Supreme Court of Canada says bankrupt energy companies must clean up old oil, gas wells before paying off creditors

CALGARY—When energy companies go bankrupt, the cleanup of their old oil and gas wells must take priority over paying off creditors, the Supreme Court of Canada ruled Thursday.

Though centred in Alberta, the 5-2 decision sets a precedent across Canada, empowering provincial governments to stop defunct companies from off-loading their messes onto other companies or the public.

“Bankruptcy is not a licence to ignore rules,” wrote Chief Justice Richard Wagner in the court’s decision.

The case revolved around the failure of Redwater Energy, a small oil and gas company that went bankrupt in 2015 amid the global oil price collapse. The dispute is between the Alberta Energy Regulator (AER) and accounting firm Grant Thornton, which is Redwater’s receiver — a bankruptcy trustee appointed to liquidate a failing business.

When Redwater became insolvent, it owed $5 million to provincially owned ATB Financial. Very few of the company’s wells were producing and profitable, while the rest were in need of expensive, legally required cleanup processes.

Under Alberta law, the move wouldn’t be allowed — money from the sale of Redwater’s assets should be used to return the company’s well sites to a natural state, the AER argued. However, that provincial law conflicts with a federal bankruptcy law, which gives priority in such cases to lenders.

Two lower courts found the federal law took priority over the provincial one and sided with the receiver. The Supreme Court heard the appeal, led by the AER, last February.

In the end, the Court decided there’s no conflict between the two laws, as the federal law doesn’t allow trustees of a bankrupt business to walk away from the company’s environmental liabilities. (The two dissenting judges disagreed and found the two laws are inconsistent.)

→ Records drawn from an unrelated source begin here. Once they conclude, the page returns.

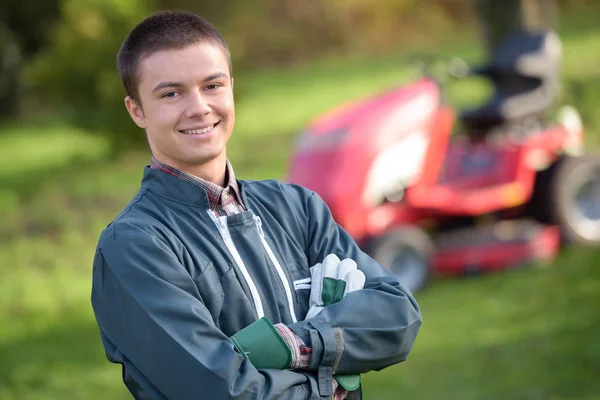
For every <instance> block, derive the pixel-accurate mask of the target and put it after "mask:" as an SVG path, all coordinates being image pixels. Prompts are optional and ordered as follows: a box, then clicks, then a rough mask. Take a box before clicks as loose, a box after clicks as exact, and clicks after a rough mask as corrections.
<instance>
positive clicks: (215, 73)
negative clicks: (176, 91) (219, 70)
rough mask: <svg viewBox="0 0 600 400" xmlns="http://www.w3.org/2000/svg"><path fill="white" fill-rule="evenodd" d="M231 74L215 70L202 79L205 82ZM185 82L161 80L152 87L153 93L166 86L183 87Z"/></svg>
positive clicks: (152, 91) (161, 88)
mask: <svg viewBox="0 0 600 400" xmlns="http://www.w3.org/2000/svg"><path fill="white" fill-rule="evenodd" d="M228 77H229V75H227V74H226V73H225V72H215V73H214V74H211V75H209V76H207V77H206V78H204V79H203V80H202V82H203V83H206V82H209V81H212V80H213V79H217V78H228ZM182 86H183V83H181V82H160V83H158V84H157V85H156V86H154V87H153V88H152V93H154V92H156V91H158V90H161V89H165V88H178V87H182Z"/></svg>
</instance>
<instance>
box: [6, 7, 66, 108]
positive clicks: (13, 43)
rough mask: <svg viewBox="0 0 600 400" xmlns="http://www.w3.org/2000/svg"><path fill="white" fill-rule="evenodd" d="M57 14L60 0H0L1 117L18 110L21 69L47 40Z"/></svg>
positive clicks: (19, 92) (58, 9) (55, 19)
mask: <svg viewBox="0 0 600 400" xmlns="http://www.w3.org/2000/svg"><path fill="white" fill-rule="evenodd" d="M58 18H59V0H46V1H41V2H40V1H38V0H2V2H0V117H9V116H15V115H16V114H17V113H18V111H19V103H20V95H21V94H22V87H21V70H22V68H23V66H24V64H25V63H26V62H27V61H28V59H29V58H30V57H32V56H33V55H34V54H35V53H36V52H37V51H39V50H40V49H41V48H43V47H44V46H45V45H47V44H48V37H49V36H50V30H51V27H52V24H53V23H54V22H55V21H56V20H57V19H58Z"/></svg>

Though widely hailed as a victory by environmental groups, some noted that the decision doesn’t solve broader issues caused by insolvent companies’ environmental obligations.

“While the Supreme Court’s decision ensures bankrupt companies’ remaining assets first go to clean up, those assets are often insufficient to cover full costs,” wrote Jodi McNeill, a policy analyst at the Pembina Institute, a think tank focused on clean energy policy.

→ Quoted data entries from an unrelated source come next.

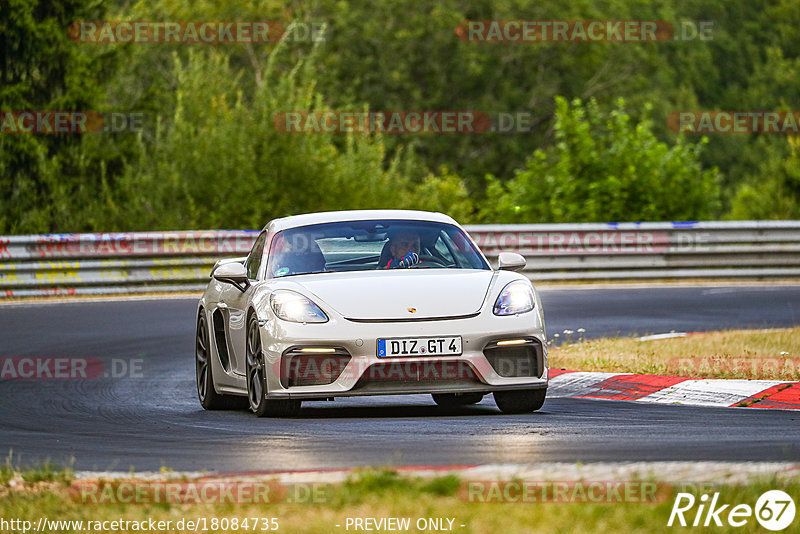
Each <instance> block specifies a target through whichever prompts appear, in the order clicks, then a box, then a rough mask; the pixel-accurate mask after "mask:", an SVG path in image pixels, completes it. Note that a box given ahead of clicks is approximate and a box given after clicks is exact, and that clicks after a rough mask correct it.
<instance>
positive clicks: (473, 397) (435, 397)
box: [431, 393, 483, 408]
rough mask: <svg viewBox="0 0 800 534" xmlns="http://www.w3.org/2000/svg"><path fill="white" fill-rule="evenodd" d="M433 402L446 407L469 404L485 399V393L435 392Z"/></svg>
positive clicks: (432, 395) (449, 407)
mask: <svg viewBox="0 0 800 534" xmlns="http://www.w3.org/2000/svg"><path fill="white" fill-rule="evenodd" d="M431 396H432V397H433V402H435V403H436V404H438V405H439V406H443V407H445V408H454V407H456V406H469V405H470V404H478V403H479V402H480V401H482V400H483V393H433V394H432V395H431Z"/></svg>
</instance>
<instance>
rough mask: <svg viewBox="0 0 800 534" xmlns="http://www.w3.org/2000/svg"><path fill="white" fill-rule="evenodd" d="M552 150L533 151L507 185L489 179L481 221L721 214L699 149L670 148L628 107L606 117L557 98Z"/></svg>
mask: <svg viewBox="0 0 800 534" xmlns="http://www.w3.org/2000/svg"><path fill="white" fill-rule="evenodd" d="M556 109H557V119H556V124H555V144H554V145H552V146H550V147H548V148H546V149H544V150H536V151H535V152H534V154H533V156H532V157H531V158H529V159H528V161H527V163H526V165H525V167H524V168H523V169H520V170H518V171H517V172H516V173H515V175H514V177H513V178H512V179H511V180H509V181H508V182H507V183H505V184H504V183H502V182H500V181H499V180H497V179H494V178H490V180H489V187H488V196H489V200H488V202H487V206H489V207H487V208H486V209H484V210H483V212H482V216H483V219H484V220H486V221H492V222H598V221H609V222H610V221H663V220H696V219H701V218H708V217H710V216H712V215H714V214H716V213H717V210H718V198H719V190H718V186H717V176H716V170H714V169H712V170H705V171H704V170H703V169H702V168H701V165H700V162H699V159H698V156H699V152H700V147H701V145H700V144H692V143H688V142H686V141H685V140H684V139H682V138H679V139H678V141H677V143H676V144H675V145H674V146H672V147H668V146H667V145H666V144H665V143H663V142H660V141H658V140H657V139H656V137H655V136H654V134H653V132H652V129H651V126H652V125H651V123H650V121H649V120H647V119H644V120H642V121H640V122H639V123H634V122H633V121H632V120H631V118H630V116H629V115H628V114H627V112H626V111H625V107H624V102H623V101H622V100H620V101H618V103H617V107H616V109H614V110H613V111H611V112H603V111H601V110H600V109H599V107H598V105H597V103H596V102H595V101H594V100H590V101H589V102H588V103H586V104H585V105H584V104H583V103H582V102H581V101H580V100H574V101H573V102H572V104H571V105H570V104H569V103H568V102H567V100H566V99H564V98H562V97H559V98H556Z"/></svg>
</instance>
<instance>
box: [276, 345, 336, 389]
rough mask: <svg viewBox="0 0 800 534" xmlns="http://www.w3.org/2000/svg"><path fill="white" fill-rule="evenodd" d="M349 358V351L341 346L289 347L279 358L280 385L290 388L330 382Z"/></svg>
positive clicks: (335, 377)
mask: <svg viewBox="0 0 800 534" xmlns="http://www.w3.org/2000/svg"><path fill="white" fill-rule="evenodd" d="M350 358H351V356H350V353H349V352H347V350H345V349H343V348H341V347H333V348H320V347H291V348H289V349H287V350H286V351H285V352H284V353H283V357H282V358H281V385H282V386H283V387H285V388H291V387H297V386H322V385H326V384H332V383H333V382H335V381H336V379H337V378H339V376H340V375H341V374H342V371H344V368H345V367H347V363H348V362H349V361H350Z"/></svg>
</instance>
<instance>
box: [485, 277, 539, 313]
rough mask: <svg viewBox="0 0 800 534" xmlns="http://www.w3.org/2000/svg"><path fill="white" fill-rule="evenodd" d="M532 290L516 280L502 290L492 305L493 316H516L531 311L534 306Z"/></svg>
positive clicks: (532, 290) (504, 287) (506, 286)
mask: <svg viewBox="0 0 800 534" xmlns="http://www.w3.org/2000/svg"><path fill="white" fill-rule="evenodd" d="M535 302H536V301H535V299H534V298H533V290H532V289H531V285H530V284H529V283H528V282H523V281H522V280H517V281H516V282H511V283H510V284H508V285H506V287H504V288H503V291H501V292H500V296H499V297H497V300H496V301H495V303H494V314H495V315H516V314H517V313H525V312H527V311H531V310H532V309H533V307H534V305H535Z"/></svg>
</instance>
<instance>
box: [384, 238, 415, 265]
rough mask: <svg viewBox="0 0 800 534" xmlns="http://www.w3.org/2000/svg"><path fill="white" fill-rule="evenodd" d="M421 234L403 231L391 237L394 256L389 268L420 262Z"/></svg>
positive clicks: (392, 256) (408, 264) (389, 245)
mask: <svg viewBox="0 0 800 534" xmlns="http://www.w3.org/2000/svg"><path fill="white" fill-rule="evenodd" d="M419 250H420V246H419V236H418V235H417V234H415V233H414V232H410V231H402V232H399V233H397V234H393V235H392V236H390V237H389V251H390V252H391V253H392V258H391V259H390V260H389V263H387V264H386V268H387V269H404V268H408V267H411V266H412V265H416V264H418V263H419Z"/></svg>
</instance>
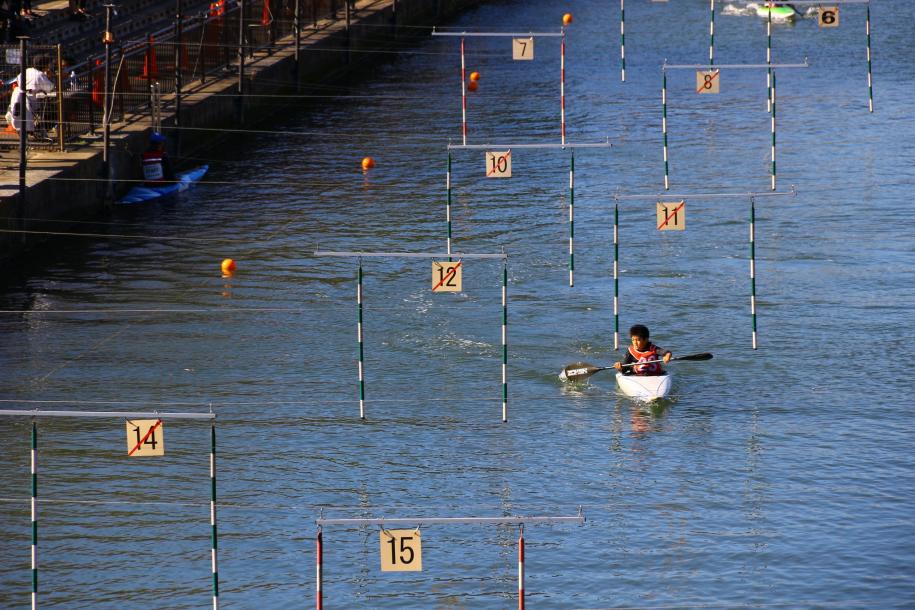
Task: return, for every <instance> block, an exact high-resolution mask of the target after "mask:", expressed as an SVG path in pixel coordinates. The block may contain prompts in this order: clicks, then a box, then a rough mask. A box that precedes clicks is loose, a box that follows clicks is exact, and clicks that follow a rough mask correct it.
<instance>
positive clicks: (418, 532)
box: [378, 529, 423, 572]
mask: <svg viewBox="0 0 915 610" xmlns="http://www.w3.org/2000/svg"><path fill="white" fill-rule="evenodd" d="M378 535H379V537H380V543H381V546H380V549H379V553H380V557H381V571H382V572H422V571H423V542H422V537H421V535H420V533H419V529H415V530H385V529H382V530H381V531H380V532H379V533H378Z"/></svg>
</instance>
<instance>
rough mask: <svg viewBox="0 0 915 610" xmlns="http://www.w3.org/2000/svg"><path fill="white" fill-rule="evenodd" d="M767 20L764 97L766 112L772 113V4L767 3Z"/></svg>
mask: <svg viewBox="0 0 915 610" xmlns="http://www.w3.org/2000/svg"><path fill="white" fill-rule="evenodd" d="M767 14H768V16H769V19H768V20H767V21H766V65H768V66H769V67H768V68H767V69H766V89H767V93H768V94H769V95H767V96H766V111H767V112H772V3H771V2H770V3H769V10H768V11H767Z"/></svg>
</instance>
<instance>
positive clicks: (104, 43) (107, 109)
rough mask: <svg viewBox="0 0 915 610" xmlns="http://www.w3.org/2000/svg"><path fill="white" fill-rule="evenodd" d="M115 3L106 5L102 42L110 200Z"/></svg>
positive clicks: (107, 189)
mask: <svg viewBox="0 0 915 610" xmlns="http://www.w3.org/2000/svg"><path fill="white" fill-rule="evenodd" d="M113 9H114V5H113V4H106V5H105V33H104V35H103V36H102V42H103V43H104V44H105V91H104V95H103V96H102V139H103V147H102V171H104V172H105V199H106V200H108V199H110V198H109V193H110V191H111V157H110V155H111V101H110V98H111V44H112V43H113V42H114V36H113V35H112V34H111V11H112V10H113Z"/></svg>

The case has attracted national attention and input from a wide variety of intervenors, third-parties who the court allows to make arguments in a case. The list includes provinces concerned about the implications — Saskatchewan, British Columbia, and Ontario — as well as environmental groups, Alberta farmers concerned about wells on their land, and the Canadian Association of Petroleum Producers (CAPP).

In its filings, ATB Financial suggested the fault lies with Alberta’s regulatory system, which unlike other jurisdictions, doesn’t require upfront bonds to cover cleanup costs. At the time it went bankrupt, the AER hadn’t required Redwater to post any financial security.

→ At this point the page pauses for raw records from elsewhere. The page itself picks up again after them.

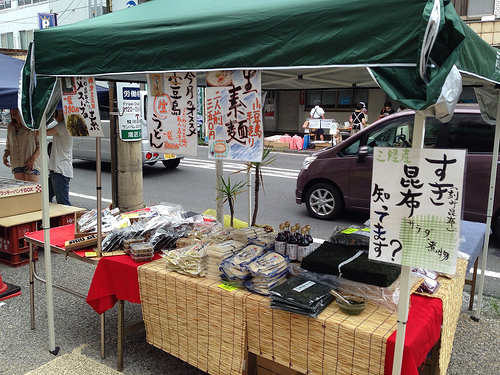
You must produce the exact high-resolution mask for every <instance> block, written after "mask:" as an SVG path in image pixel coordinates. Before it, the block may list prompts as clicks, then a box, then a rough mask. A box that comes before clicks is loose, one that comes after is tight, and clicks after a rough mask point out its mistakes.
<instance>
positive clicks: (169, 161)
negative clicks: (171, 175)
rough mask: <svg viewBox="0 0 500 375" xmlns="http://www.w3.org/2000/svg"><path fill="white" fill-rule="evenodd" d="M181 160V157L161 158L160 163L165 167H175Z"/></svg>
mask: <svg viewBox="0 0 500 375" xmlns="http://www.w3.org/2000/svg"><path fill="white" fill-rule="evenodd" d="M180 162H181V159H169V160H163V161H162V163H163V165H164V166H165V168H167V169H175V168H177V167H178V166H179V163H180Z"/></svg>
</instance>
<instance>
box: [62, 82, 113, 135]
mask: <svg viewBox="0 0 500 375" xmlns="http://www.w3.org/2000/svg"><path fill="white" fill-rule="evenodd" d="M61 94H62V102H63V112H64V122H65V123H66V127H67V128H68V131H69V134H70V135H71V136H72V137H103V136H104V134H103V132H102V128H101V116H100V114H99V104H98V102H97V86H96V82H95V80H94V78H93V77H64V78H61Z"/></svg>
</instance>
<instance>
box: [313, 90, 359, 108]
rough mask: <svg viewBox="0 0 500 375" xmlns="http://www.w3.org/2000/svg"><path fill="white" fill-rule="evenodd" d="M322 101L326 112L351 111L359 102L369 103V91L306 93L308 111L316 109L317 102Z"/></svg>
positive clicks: (313, 92)
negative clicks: (328, 111)
mask: <svg viewBox="0 0 500 375" xmlns="http://www.w3.org/2000/svg"><path fill="white" fill-rule="evenodd" d="M318 99H319V100H321V107H322V108H323V109H325V110H339V111H342V110H346V111H351V110H353V109H354V107H355V105H356V104H357V103H359V102H365V103H367V102H368V90H367V89H355V90H354V89H345V90H322V91H320V90H308V91H307V92H306V110H310V109H311V108H313V107H314V101H315V100H318Z"/></svg>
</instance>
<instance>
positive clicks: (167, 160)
mask: <svg viewBox="0 0 500 375" xmlns="http://www.w3.org/2000/svg"><path fill="white" fill-rule="evenodd" d="M146 110H147V93H146V91H141V120H142V121H141V122H142V130H141V133H142V140H141V141H142V163H143V164H147V165H154V164H156V163H157V162H159V161H161V162H162V163H163V165H164V166H165V168H167V169H174V168H177V167H178V166H179V163H180V161H181V159H182V158H183V156H179V155H174V154H165V153H160V152H158V151H151V150H150V147H149V140H148V134H149V133H148V126H147V121H146ZM101 126H102V129H103V132H104V137H103V138H101V161H102V162H105V163H110V162H111V144H110V122H109V120H102V121H101ZM95 145H96V140H95V138H91V137H75V138H73V158H74V159H82V160H92V161H94V160H96V148H95Z"/></svg>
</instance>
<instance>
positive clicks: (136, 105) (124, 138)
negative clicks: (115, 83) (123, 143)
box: [116, 82, 142, 141]
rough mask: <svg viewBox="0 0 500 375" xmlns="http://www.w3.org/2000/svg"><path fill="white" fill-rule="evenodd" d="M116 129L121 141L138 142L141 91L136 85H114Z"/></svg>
mask: <svg viewBox="0 0 500 375" xmlns="http://www.w3.org/2000/svg"><path fill="white" fill-rule="evenodd" d="M116 88H117V93H116V98H117V101H118V112H119V113H120V116H118V127H119V133H120V139H121V140H122V141H139V140H140V139H141V136H142V121H141V89H140V85H139V84H138V83H122V82H117V83H116Z"/></svg>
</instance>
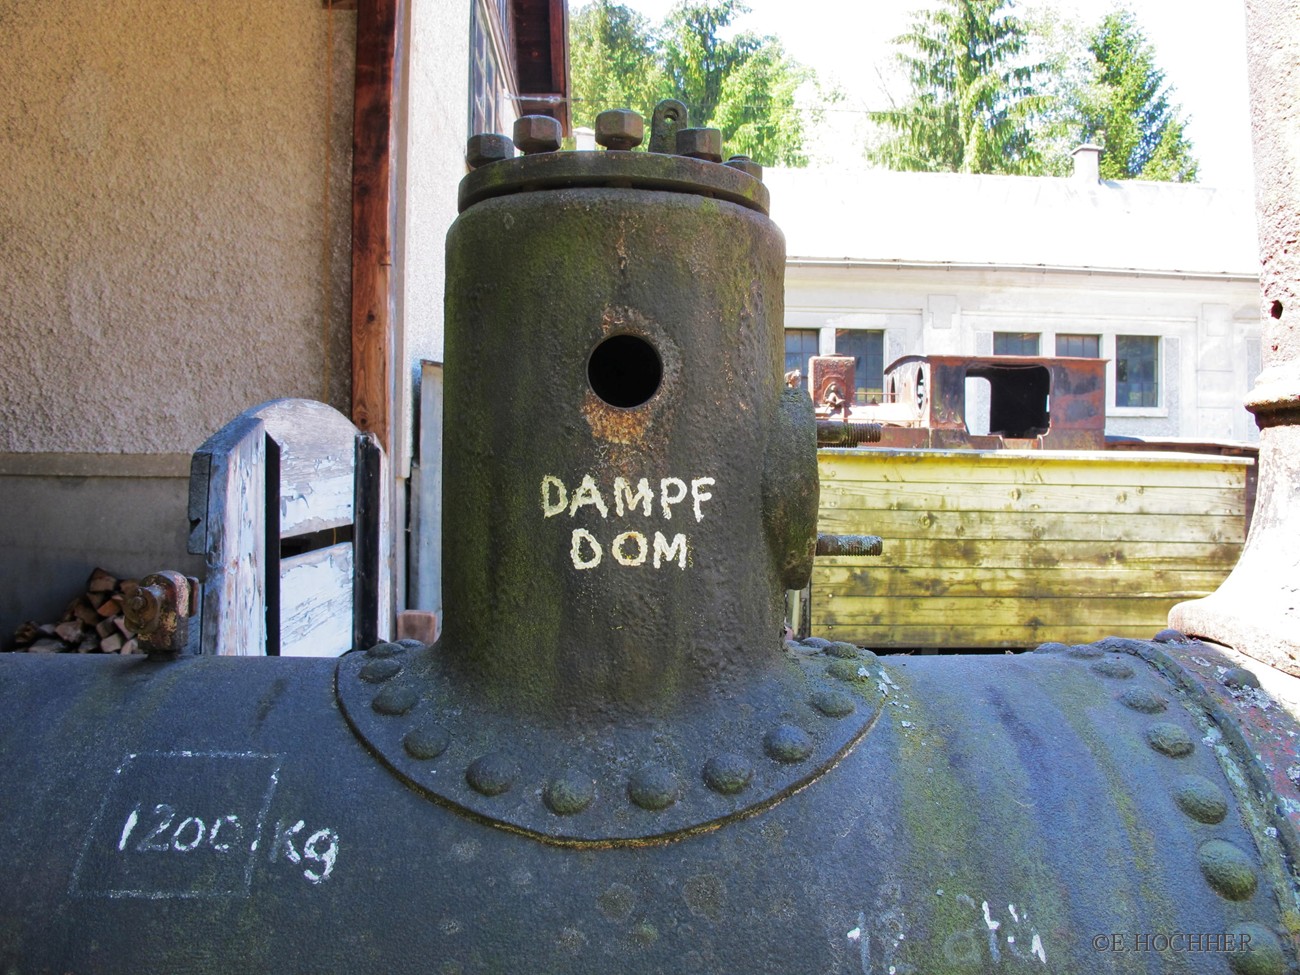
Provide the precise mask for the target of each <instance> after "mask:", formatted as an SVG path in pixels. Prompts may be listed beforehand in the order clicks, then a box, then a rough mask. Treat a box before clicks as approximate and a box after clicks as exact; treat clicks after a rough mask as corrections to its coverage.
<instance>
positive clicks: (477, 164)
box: [465, 133, 515, 169]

The reversal of the lower court decision could also drive away investment in the already-struggling energy sector, ATB Financial argued.

However, the AER argued that the impact of dismissing its appeal would be “catastrophic,” potentially putting the public on the hook for “billions of dollars in environmental costs.” Not only would it undermine a long-standing system, the regulator said, it could drive up the number of orphan wells, encouraging lenders to place companies into insolvency and dump weak assets.

CAPP also sided with the regulator, saying a dismissal of the appeal would unfairly push the financial burden onto responsible companies.

In November, a joint investigation involving the Star found the cost of cleaning up Alberta’s oil and gas wells could reach $100 billion. So far, the AER has collected $200 million in security.

Meanwhile, the Orphan Well Association currently has more than 3,000 wells in its inventory, up from about 700 in 2015. The Supreme Court’s decision notes it may take a generation to complete the cleanup of the association’s current backlog.